Ben ne yapacağımı bilmiyordum. Arada kalmıştım. Sahneye çıkmak istemiyordum. Arkamı dönerek hızlı adımlarla buradan çıkmaya karar verdim. Sonra olan oldu işte. Sibel beni görünce daha da hırs yapmış ve şarkının başında kendini zorlamıştı. Bileğini zorladı ve baget elinden fırladı.
Şarkı durmuştu . Herkes şaşkınlıkla olanları izliyordu. Karambol apar topar kulise girdiler. Ve sahneye 8. Grup çıktı. Böyle olacağını biliyordum. Gelmiştim bir kere ve onları böyle bırakamazdım. Kulise koşmaya başladım.
Herkesi iterek ve bir kaç kere sendeleyerek.

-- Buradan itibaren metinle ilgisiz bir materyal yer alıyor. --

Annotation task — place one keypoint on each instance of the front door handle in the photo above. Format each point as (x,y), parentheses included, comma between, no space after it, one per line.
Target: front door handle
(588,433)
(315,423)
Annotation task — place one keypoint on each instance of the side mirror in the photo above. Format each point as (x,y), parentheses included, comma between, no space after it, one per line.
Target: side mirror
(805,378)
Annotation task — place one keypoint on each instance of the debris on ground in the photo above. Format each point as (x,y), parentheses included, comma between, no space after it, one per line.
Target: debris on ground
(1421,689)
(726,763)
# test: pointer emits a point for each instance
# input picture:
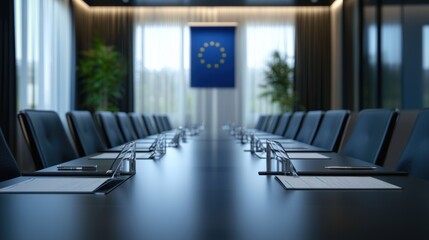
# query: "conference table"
(209, 188)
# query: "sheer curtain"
(161, 74)
(44, 54)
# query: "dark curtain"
(115, 27)
(8, 73)
(313, 58)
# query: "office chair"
(139, 127)
(110, 128)
(159, 124)
(331, 130)
(309, 126)
(371, 135)
(149, 126)
(126, 126)
(167, 123)
(85, 134)
(414, 158)
(46, 138)
(260, 122)
(273, 123)
(281, 127)
(8, 166)
(294, 124)
(266, 123)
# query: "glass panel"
(369, 57)
(425, 66)
(391, 56)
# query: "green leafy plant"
(101, 70)
(278, 86)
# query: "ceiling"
(210, 3)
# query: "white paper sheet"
(110, 155)
(307, 155)
(56, 185)
(334, 182)
(113, 155)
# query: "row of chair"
(49, 143)
(368, 140)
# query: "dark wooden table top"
(209, 188)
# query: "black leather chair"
(415, 157)
(266, 123)
(260, 123)
(149, 126)
(273, 123)
(294, 125)
(139, 127)
(371, 135)
(331, 130)
(167, 123)
(309, 126)
(126, 126)
(46, 138)
(281, 127)
(8, 166)
(159, 123)
(110, 128)
(85, 134)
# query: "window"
(44, 54)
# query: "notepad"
(56, 185)
(113, 155)
(334, 182)
(307, 155)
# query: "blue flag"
(212, 57)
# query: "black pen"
(351, 167)
(78, 168)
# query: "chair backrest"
(414, 158)
(331, 130)
(149, 126)
(8, 166)
(46, 138)
(139, 127)
(126, 126)
(309, 126)
(260, 122)
(282, 125)
(85, 134)
(110, 128)
(167, 123)
(370, 135)
(273, 123)
(294, 124)
(159, 123)
(266, 123)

Resmen herkes dönmüş bana bakıyordu ve ben koşarak kulise ilerliyordum. Gözlerim dolmuştu yine. Derin bir nefes aldım ve içeri girdim. Nefes nefese kalmıştım. Ve soluklanmayı bekledim. Herkes bana odaklanmıştı.
Kimseye söz hakki tanımadan konuşmaya başladım "Sahneye ben çıkabilirim."
Sibel oturduğu yerden konuşmaya başladı. "Sen nasıl bir aptalsın ? Ne yüzle buraya geliyorsun?"
Demet "Arkadaşlar Deniz'in bateride olmasından başka şansımız yok kaybediyoruz." dedi ama Savaş onaylamaz bir şekilde "Deniz daha parçayı bilmiyor asıl onunla sahneye çıkarsak kaybederiz ." dedi.
Ege bir süre sessiz kaldı sonra o da konuştu. "Deniz'den başka bir yolumuz yok."
O sırada görevli yanımıza geldi ve durumu sordu. Bu bir sakatlık olduğu için tekrar bir şans daha verilecekti ve en son sahneye çıkacaktık. Baterist bendim. Sibel bana nefret dolu bakıyordu. İsimsiz onu sakinleştirmek ve bileğine baktırmak için hastaneye götüreceğini söyledi.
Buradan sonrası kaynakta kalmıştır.